I have to admit I was hoping that Edmonton might manage to pull off a win, but I really didn’t have a horse in this race, so way to go ‘Canes!

As much I as love watching hockey games, I think my favorite part of the whole hockey season is when the captain of the victorious team finally gets to lift the Stanley Cup over his head and take his victory lap. For some reason the whole ritual of the Cup victory lap always gets me a little choked up, particularly when it is a player like Rod Brind’Amour or Glen Wesley, who played for 17 and 18 NHL seasons respectively before winning the Stanley Cup. I am somewhat embarrassed to admit this but I actually teared up in 2001 when Ray Bourque finally got his chance to lift the cup after 22 seasons on the ice. (You can watch a highlight reel from the game here.)

While this was going on bobfish and I were discussing how hockey players seem to be more passionate about winning the Stanley Cup than other professional athletes are about winning their respective championships. Or rather they seem more passionate once they win. I can’t really put my finger on why this is since there is the dog pile (baseball, which is hardly a sport at all), dousing of the coach in Gator-aide (football, don’t get me started), and the traditional throwing of the ball at the rafters (basketball, which has to be the most contact-y of non-contact sports), but for some reason they all seem to pale in comparison to the skating with the Cup.

Some people attribute this to how tough it is to actually win the Stanley Cup. Considering the physical demands of hockey, just finishing the 82 game regular season is a feat worthy of note. Add on to that a playoffs which can last anywhere from 16 games, which is the least number of playoff wins a team needs to take the Cup home (thus the semi-traditional throwing of the octopi in Detroit), all the way up to 28 games, and I think this argument is a fair one to make. However I think it honestly might have more to do with the manner in which the trophy is presented and the subsequent network coverage. Bobfish is a big football fan, or rather a Steelers fan (we can’t all have good taste in our team choices), and so she watched this year’s Super Bowl and the attendant ceremonies. Her observation, which I agree with, is that the presentation of the Lombardi Trophy felt too corporate. Rather than handing the trophy over to a mob of players right there, minutes after the game is over, the NFL takes the time to set up a little stage, bring the owner down from the luxury boxes, and then they only let one or two players up on the stage to accept the trophy along with the owner and coach. (The only illustration of this I could find was here.)

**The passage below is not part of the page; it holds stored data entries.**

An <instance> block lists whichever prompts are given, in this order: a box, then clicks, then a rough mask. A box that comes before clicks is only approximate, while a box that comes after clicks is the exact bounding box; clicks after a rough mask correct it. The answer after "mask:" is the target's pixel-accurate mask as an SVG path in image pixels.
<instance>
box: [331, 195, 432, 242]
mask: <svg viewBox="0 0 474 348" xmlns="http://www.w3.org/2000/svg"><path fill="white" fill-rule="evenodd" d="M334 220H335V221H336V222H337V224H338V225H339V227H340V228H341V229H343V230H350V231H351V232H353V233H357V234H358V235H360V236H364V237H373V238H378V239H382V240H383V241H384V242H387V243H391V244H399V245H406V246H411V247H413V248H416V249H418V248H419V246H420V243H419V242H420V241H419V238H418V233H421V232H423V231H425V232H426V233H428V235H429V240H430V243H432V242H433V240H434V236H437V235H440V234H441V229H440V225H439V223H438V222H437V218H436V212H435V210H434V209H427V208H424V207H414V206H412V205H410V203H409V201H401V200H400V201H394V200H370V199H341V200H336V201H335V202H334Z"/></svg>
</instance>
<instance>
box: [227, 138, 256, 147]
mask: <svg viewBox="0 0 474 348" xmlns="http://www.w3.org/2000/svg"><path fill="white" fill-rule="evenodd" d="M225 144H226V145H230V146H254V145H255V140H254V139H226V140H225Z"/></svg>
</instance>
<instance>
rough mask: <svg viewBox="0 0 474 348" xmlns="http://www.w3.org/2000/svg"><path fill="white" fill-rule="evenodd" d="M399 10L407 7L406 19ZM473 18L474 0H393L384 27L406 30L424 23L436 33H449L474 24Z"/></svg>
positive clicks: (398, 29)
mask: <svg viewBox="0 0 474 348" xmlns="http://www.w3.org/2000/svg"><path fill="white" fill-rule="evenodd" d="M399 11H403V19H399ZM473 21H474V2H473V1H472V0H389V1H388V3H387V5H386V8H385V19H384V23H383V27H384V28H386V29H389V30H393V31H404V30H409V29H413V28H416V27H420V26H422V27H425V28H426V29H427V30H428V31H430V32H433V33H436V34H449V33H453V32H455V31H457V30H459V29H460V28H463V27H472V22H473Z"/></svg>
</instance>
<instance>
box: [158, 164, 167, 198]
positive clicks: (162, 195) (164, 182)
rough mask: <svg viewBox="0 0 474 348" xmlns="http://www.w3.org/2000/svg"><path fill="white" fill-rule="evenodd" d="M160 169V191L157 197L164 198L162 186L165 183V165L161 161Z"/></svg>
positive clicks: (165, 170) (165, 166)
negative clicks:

In all the years of watching hockey I cannot remember seeing a coach or owner lift the Stanley Cup before any of the players. In fact, as I think back, I don’t know if I have EVER seen a coach or owner lift the cup until AFTER all the players, the men who bled for it, have carried it around the ice. Another factor is the amount of history associated with the Stanley Cup. Originally donated in 1892, the Stanley Cup has been awarded in all but two of the subsequent 114 years, missing 1919 because of the flu pandemic and 2005 because Gary Bettman is an ass.

Of course they may all just be relieved that they managed to win the cup without ever having to wear this jersey:

(Picture lifted from here.)

Yes, dear readers, that is a bunny head on the bright yellow jersey of the ALIH’s Kokudo Bunnies, who have since changed to the Kokudo Lions. Only hockey players are man enough to throw on the cute and fuzzy bunny jersey to go face the public. (I seriously want one of these jerseys.)

1 comment:

bobfish said...

While winning our one for the thumb was incredible, there is nothing quite like watching the Stanley Cup being carried around by a bunch of burly men screaming obscenities too fast for the censors to catch. And the face that Rod Brind'amour made as he lifted that cup was great. I wish you had found a picture of that.